Post-op monitoring would have included an ECG to check for arrhythmias. Your dog would also have been watched for post-op bleeding, and post-op pancreatitis (which often causes vomiting).

I can't imagine how your transportation technique could've had anything to do with his death.

I am so sorry, for you and for your boy.
posted by Iris Gambol at 3:04 PM on November 18, 2018 [2 favorites]

Was a necropsy performed? If a ligature loosened post-op he could have bled out, which would have been easily detectable at necropsy. A pathologist would be able to look at other things as well, but unfortunately arrhythmias can be present with no observable lesions. As someone who has provided expert testimony in malpractice cases, I can tell you that without a necropsy you will have no legal grounds for considering the veterinarian negligent. FWIW, the classic clinical presentation of a ruptured hemangiosarcoma (malignant tumor of blood vessels that is common on the spleen) is sudden death. Dogs that have splenic hemangiosarcomas often have tumors on the heart as well which can also rupture or bleed and fill up the sac around the heart with blood that prevents the heart from beating properly.

I'm so sorry for your loss.
posted by SinAesthetic at 5:49 PM on November 18, 2018 [2 favorites]

Hi all, and thank you for talking to me about him. Unfortunately I had no money left for an autopsy and my first born was due a week after his death. He died on 24.10.2018 a date of I will always dislike now. The worst day mashed with my best has effected Me greatly.

The vets said they stuck a needle into his tummy to check for blood after he had died. That’s all the examination he got unfortunately.

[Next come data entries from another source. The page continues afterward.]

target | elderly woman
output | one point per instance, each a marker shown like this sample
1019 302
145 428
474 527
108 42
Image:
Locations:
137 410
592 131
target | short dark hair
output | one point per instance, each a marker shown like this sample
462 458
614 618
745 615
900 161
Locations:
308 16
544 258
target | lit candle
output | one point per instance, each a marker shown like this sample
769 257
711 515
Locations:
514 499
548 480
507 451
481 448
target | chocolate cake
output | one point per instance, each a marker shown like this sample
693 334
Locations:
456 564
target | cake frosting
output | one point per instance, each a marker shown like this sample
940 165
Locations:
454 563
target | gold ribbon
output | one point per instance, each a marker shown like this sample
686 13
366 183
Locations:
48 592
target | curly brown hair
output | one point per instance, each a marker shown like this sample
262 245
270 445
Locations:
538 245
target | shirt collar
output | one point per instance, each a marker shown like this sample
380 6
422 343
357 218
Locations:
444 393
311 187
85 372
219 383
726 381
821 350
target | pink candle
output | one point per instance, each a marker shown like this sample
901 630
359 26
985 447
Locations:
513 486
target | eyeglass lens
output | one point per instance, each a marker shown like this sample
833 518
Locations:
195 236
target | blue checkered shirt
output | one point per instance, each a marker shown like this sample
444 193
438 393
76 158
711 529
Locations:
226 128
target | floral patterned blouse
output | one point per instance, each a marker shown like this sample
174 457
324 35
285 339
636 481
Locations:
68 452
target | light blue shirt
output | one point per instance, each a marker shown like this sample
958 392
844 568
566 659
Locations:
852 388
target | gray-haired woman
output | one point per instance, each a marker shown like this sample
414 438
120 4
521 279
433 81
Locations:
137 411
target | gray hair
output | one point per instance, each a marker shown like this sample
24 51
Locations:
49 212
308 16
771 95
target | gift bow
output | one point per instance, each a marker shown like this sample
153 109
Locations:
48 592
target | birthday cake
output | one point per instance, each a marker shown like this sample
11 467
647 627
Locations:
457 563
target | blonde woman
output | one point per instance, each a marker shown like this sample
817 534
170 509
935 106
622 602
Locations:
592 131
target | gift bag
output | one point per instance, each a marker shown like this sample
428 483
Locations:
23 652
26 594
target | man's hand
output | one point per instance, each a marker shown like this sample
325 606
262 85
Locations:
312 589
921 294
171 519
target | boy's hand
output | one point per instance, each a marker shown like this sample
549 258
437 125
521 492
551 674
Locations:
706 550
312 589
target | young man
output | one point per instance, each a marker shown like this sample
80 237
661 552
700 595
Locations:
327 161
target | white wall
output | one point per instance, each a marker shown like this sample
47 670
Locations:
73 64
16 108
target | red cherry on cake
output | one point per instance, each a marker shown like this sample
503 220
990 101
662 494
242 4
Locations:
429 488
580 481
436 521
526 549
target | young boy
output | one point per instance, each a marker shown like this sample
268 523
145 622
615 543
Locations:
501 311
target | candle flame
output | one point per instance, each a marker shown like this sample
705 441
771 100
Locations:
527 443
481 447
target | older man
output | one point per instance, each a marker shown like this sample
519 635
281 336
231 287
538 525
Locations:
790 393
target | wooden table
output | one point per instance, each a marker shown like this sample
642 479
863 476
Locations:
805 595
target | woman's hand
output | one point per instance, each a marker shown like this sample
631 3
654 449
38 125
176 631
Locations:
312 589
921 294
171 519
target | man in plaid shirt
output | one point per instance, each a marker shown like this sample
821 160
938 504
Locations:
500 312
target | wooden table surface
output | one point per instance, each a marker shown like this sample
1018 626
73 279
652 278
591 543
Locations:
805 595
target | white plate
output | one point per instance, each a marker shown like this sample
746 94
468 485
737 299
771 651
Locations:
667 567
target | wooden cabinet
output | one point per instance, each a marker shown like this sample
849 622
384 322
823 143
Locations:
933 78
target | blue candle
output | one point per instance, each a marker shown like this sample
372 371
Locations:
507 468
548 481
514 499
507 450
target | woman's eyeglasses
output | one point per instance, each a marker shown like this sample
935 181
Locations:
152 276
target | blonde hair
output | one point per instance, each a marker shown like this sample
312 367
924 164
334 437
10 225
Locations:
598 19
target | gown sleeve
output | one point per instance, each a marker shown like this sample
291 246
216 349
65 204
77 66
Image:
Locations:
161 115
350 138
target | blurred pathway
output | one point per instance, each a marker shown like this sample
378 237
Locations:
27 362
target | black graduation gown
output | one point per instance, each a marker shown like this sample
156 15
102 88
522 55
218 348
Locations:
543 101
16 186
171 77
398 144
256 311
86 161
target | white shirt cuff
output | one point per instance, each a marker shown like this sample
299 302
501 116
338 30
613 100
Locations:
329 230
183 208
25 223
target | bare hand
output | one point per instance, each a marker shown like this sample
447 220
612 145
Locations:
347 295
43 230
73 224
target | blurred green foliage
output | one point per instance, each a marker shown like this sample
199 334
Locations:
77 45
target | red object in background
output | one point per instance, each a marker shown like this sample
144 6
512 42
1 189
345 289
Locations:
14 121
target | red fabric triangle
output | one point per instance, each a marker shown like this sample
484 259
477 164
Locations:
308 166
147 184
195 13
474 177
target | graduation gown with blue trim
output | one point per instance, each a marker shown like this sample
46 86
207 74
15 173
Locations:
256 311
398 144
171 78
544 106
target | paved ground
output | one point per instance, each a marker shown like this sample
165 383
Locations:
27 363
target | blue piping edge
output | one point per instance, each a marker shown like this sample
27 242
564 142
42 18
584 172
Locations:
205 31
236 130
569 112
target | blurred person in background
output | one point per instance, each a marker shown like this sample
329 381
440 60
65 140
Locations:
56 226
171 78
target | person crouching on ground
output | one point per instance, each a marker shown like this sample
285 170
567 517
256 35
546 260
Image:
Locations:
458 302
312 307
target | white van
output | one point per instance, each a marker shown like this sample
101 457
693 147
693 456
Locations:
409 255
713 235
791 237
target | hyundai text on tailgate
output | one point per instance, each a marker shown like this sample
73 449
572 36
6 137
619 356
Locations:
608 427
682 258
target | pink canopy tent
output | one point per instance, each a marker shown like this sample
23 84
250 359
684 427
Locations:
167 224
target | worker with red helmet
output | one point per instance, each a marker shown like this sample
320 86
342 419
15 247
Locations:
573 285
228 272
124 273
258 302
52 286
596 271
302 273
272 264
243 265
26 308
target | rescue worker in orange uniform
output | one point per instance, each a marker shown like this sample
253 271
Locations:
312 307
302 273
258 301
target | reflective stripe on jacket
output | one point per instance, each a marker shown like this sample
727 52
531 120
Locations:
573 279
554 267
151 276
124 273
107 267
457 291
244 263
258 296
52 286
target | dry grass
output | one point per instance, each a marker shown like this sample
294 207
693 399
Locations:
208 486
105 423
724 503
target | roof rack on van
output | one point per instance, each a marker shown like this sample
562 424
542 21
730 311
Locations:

I never got a breakdown/workpack of what service I was getting at the Emergency overnight clinic. How do I know they were actually monitoring him. They did say they had a hectic night that night.
posted by burb122 at 10:06 PM on November 18, 2018

Well it’s been nearly a year since my dog died suddenly. And i am still mourning him heavily. He now sits on a cabinet in the lounge we’re he can see us whenever we are around. Its hard to think it is coming up a year. I sit on his chair that he used to sit on in the lounge every day and do my boots up before I head off to work. I don’t know why I do it, but it helps a little bit.